NAND Flash-based Technology Effectively Extends RAM Caches for Compositors, Video Editors

If you were at SIGGRAPH last month, you may have wondered just what was up with the mechanical bull-riding contests being run out of the back of the exhibit hall. Turns out that was just Fusion-io trying to get the attention of the VFX-and-animation market. The company makes drives based on solid-state NAND flash memory – a memory technology that's similar to RAM, but non-volatile. It's also a little bit slower than RAM, but it runs cooler and is cheaper, meaning that it can be deployed in much higher quantities, the company says.
Fusion-io’s star case study in the content-creation market is Prime Focus, which has deployed the technology in its 2D-to-3D conversion pipeline, installing 640 GB ioDrive Duos in its workstations and claiming 2x to 4x productivity increases due to increased data load capabilities. “With RAID, there’s still a chance the disk will fail or a controller will go down, and you have to spend two hours with that device offline,” Sean Konrad, the designer of the 3D pipeline at Prime Focus, recently told StudioBytes sister publication Film & Video. “The Fusion-io drives don’t really go down. They just function.” (Read the full F&V story here.)
To a workstation, a Fusion-io drive looks like an ordinary disk drive. “That’s sleight-of-hand in software,” Fusion-io CEO David Flynn told StudioBytes. “It’s not RAM, but it performs like memory. It’s a horizontal solution across application verticals.”

That’s one way to say that content creation isn’t a primary market for the company, but it may be coming up fast. Fusion-io’s big customers are companies like Facebook, MySpace, Thomson/Reuters and DeutscheBank. “These companies have their infrastructure consolidated in big data centers,” Flynn explained. “[Computing] devices are just gateways to get at the information up in the cloud.” In that kind of environment, a company that puts Fusion-io products in a server could conceivably increase that machine’s workload by 10 times. Flynn said.

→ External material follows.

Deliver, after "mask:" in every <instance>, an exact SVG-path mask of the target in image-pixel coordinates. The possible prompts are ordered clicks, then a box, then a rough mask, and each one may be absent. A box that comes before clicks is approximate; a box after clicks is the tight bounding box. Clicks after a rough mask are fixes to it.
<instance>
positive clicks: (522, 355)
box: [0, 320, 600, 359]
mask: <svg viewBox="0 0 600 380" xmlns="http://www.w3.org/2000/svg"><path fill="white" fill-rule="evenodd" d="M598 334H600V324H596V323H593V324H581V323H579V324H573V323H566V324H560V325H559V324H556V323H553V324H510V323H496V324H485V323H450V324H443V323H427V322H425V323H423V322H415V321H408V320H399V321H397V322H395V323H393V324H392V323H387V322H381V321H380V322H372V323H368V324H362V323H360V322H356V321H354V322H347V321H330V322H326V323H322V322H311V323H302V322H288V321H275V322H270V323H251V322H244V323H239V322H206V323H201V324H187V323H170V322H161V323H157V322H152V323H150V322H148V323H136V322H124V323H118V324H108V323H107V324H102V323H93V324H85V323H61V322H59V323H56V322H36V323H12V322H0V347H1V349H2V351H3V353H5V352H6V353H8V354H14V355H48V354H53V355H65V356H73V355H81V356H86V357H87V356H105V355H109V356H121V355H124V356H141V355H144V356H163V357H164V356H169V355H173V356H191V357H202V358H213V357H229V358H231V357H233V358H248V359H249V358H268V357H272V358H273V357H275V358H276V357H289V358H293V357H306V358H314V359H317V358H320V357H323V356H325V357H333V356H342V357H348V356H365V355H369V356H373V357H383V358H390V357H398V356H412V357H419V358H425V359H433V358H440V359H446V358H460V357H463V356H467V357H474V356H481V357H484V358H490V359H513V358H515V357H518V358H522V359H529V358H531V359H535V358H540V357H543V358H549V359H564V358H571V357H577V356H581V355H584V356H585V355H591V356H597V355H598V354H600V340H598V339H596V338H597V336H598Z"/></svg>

Fusion-io hopes that kind of leverage will come in handy in the post-production industry. For example, compositors who might currently have 32 GB of memory for their RAM previews can use Fusion-io devices to extend that memory cache. A single card will allow real-time 2K playback, and two cards can handle real-time 4K playback, the company said.

Video editors might use Fusion-io drives as a new tier of storage, perhaps for preview files, in between RAM and conventional disks. The increased throughput could be handy for stereoscopic playback, especially since the drive can be read from and written to simultaneously. And the company said the drives can take advantage of GPU-accelerated architecture, like NVIDIA’s CUDA, by shoveling mountains of data in just as quickly as the graphics hardware can keep up.

The Fusion-io cards also have a data-integrity safeguard that functions like triple-redundant RAID 5, the company said. If one of the memory chips in a card develops too many bad blocks, that chip will be decommissioned and replaced by an extra chip reserved for that purpose, and the user will be warned that the card needs replacement. Sounds like another neat trick in an industry that needs crazy speed but can’t afford to lose a frame.